L'arte di Marina Abramovic torna in Italia nella mostra Digital Life 2 e lei, la matriarca della performance art si racconta ad Alessandra Farkas, sul Corriere della Sera. Nelle sue memorie Napoli ha un ruolo particolare e forse, anche se questa nuova esposizione non sancisce un suo ritorno, nella mostra organizzata dalla Fondazione Romaeuropa in collaborazione con Telecom Italia, a Trastevere, fino a domenica prossima, è possibile trovare il bandolo di una matassa che lega la grande madre della Performance art alla nostra città.

E' qui, dice, che ha scoperto la paura, durante la performance Rhythm Zero.

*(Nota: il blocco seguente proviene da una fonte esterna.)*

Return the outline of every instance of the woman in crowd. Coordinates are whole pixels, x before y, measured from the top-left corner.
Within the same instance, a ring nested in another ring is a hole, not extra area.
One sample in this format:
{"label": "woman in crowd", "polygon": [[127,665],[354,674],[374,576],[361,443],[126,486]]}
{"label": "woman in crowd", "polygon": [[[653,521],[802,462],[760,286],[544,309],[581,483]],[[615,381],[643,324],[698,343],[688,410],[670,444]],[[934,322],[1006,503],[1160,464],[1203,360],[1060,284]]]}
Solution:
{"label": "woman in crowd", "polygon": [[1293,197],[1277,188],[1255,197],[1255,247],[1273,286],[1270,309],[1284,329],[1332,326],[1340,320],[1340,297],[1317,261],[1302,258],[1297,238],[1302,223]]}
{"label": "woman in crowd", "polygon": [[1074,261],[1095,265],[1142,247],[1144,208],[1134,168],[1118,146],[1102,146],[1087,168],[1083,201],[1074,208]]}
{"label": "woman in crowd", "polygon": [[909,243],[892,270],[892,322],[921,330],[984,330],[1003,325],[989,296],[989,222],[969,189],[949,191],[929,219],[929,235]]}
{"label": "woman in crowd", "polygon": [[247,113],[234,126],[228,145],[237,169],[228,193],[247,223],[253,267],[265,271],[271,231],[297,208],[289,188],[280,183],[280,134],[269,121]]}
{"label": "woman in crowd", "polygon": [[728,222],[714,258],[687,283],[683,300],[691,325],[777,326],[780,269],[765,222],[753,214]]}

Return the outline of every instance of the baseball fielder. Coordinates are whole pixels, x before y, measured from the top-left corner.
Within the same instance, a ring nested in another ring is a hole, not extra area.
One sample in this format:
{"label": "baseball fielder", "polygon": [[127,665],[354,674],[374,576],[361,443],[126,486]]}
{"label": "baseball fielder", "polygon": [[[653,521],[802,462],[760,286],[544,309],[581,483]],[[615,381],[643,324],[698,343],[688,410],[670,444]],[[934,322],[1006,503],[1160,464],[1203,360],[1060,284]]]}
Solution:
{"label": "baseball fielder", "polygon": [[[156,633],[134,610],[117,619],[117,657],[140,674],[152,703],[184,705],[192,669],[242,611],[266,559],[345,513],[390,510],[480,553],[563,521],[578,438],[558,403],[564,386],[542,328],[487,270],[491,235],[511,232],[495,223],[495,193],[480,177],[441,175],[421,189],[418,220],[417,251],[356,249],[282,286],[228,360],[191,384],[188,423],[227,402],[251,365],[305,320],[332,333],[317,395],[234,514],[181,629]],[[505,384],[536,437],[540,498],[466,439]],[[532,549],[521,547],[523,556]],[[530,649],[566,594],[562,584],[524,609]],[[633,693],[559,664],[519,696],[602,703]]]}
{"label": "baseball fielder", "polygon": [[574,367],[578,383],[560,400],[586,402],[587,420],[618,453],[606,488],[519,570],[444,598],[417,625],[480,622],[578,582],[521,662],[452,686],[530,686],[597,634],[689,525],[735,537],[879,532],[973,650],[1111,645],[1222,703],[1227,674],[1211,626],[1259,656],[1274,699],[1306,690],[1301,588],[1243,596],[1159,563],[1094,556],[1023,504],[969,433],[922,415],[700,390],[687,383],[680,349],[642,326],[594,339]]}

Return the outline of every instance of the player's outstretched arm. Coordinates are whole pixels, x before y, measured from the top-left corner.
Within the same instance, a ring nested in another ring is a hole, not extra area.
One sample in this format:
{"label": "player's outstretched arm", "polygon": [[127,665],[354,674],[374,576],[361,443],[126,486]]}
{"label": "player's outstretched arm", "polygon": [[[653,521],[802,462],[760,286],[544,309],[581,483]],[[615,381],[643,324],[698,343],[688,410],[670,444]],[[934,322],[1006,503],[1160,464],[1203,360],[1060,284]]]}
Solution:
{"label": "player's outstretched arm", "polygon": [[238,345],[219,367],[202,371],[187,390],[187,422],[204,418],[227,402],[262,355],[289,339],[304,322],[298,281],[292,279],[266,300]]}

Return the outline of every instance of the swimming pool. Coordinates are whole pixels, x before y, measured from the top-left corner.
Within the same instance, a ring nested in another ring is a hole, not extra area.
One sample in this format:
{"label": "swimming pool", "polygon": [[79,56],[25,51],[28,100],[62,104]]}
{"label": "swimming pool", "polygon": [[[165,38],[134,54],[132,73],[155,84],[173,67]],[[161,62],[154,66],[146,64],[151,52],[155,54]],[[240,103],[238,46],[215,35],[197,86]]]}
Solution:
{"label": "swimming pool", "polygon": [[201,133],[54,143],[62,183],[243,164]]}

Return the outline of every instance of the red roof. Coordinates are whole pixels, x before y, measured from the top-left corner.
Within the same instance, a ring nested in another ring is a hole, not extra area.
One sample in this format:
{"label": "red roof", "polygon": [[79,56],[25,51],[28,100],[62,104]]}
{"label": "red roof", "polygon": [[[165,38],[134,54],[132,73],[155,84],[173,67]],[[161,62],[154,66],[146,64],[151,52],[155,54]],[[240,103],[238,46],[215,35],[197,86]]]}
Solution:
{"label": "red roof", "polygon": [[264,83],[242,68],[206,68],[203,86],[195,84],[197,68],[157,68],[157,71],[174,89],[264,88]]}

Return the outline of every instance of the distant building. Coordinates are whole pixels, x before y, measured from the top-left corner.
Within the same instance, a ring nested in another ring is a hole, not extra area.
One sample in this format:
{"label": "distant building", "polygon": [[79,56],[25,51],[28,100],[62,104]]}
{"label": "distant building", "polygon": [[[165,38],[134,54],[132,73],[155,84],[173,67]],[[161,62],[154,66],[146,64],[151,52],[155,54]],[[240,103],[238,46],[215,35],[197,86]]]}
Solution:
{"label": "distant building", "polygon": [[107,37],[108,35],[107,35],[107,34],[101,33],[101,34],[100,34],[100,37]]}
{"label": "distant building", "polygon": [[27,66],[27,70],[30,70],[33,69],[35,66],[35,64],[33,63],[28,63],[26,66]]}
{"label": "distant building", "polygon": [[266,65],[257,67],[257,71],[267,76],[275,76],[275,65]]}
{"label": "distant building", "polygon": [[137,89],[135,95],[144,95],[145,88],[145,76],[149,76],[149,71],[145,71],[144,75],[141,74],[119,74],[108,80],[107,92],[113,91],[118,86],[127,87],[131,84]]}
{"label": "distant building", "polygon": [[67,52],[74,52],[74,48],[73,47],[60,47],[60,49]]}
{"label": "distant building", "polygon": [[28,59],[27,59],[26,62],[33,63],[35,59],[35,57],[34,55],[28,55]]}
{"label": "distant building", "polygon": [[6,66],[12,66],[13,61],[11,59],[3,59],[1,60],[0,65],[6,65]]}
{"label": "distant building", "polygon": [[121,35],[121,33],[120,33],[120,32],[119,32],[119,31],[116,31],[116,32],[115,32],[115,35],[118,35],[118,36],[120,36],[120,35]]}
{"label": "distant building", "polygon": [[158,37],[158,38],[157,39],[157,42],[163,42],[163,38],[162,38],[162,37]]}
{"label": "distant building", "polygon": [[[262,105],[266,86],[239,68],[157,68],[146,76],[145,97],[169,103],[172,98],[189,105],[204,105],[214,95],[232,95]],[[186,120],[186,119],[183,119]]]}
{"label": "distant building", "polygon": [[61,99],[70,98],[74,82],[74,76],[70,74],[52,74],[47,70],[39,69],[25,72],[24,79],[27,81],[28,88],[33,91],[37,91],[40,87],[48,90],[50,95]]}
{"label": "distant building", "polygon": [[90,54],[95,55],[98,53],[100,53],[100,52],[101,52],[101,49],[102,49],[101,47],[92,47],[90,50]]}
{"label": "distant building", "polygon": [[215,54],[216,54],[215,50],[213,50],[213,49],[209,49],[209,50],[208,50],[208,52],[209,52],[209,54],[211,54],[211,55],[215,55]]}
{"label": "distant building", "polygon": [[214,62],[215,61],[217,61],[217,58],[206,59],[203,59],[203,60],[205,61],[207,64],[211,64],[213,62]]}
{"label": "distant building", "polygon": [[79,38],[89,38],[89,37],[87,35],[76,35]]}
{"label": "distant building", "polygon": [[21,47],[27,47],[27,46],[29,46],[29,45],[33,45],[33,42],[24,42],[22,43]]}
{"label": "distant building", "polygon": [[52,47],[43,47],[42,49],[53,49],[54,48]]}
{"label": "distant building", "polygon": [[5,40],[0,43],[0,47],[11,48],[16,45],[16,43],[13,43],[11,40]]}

E' il 1974, lo Studio Morra invita la giovane artista, già molto controversa, a portare in città la sua nuova creazione: durante l'esibizione, Marina resta per sei ore in balia del pubblico e dei 72 strumenti ed oggetti messi a disposizione per chiunque volesse utilizzarli, in qualsiasi modo. Lamette, forchette, fiammiferi, una rosa, chiodi, piume, un pettine, una frusta,un rossetto, un ago, coltelli, fiammiferi, forbici, grappoli d’uva. Il pubblico poteva utilizzarli come meglio credeva, su di lei: "La platea - racconta oggi alla Farkas - si spaccò in tre gruppi: chi mi vedeva come una madre, chi come una Madonna e chi una puttana. Ho sfiorato per un pelo la morte e, da allora, so cos’è la paura e come evitarla". L'apice drammatico fu raggiunto quando la pistola carica presente tra gli oggetti le venne poggiata alla fronte.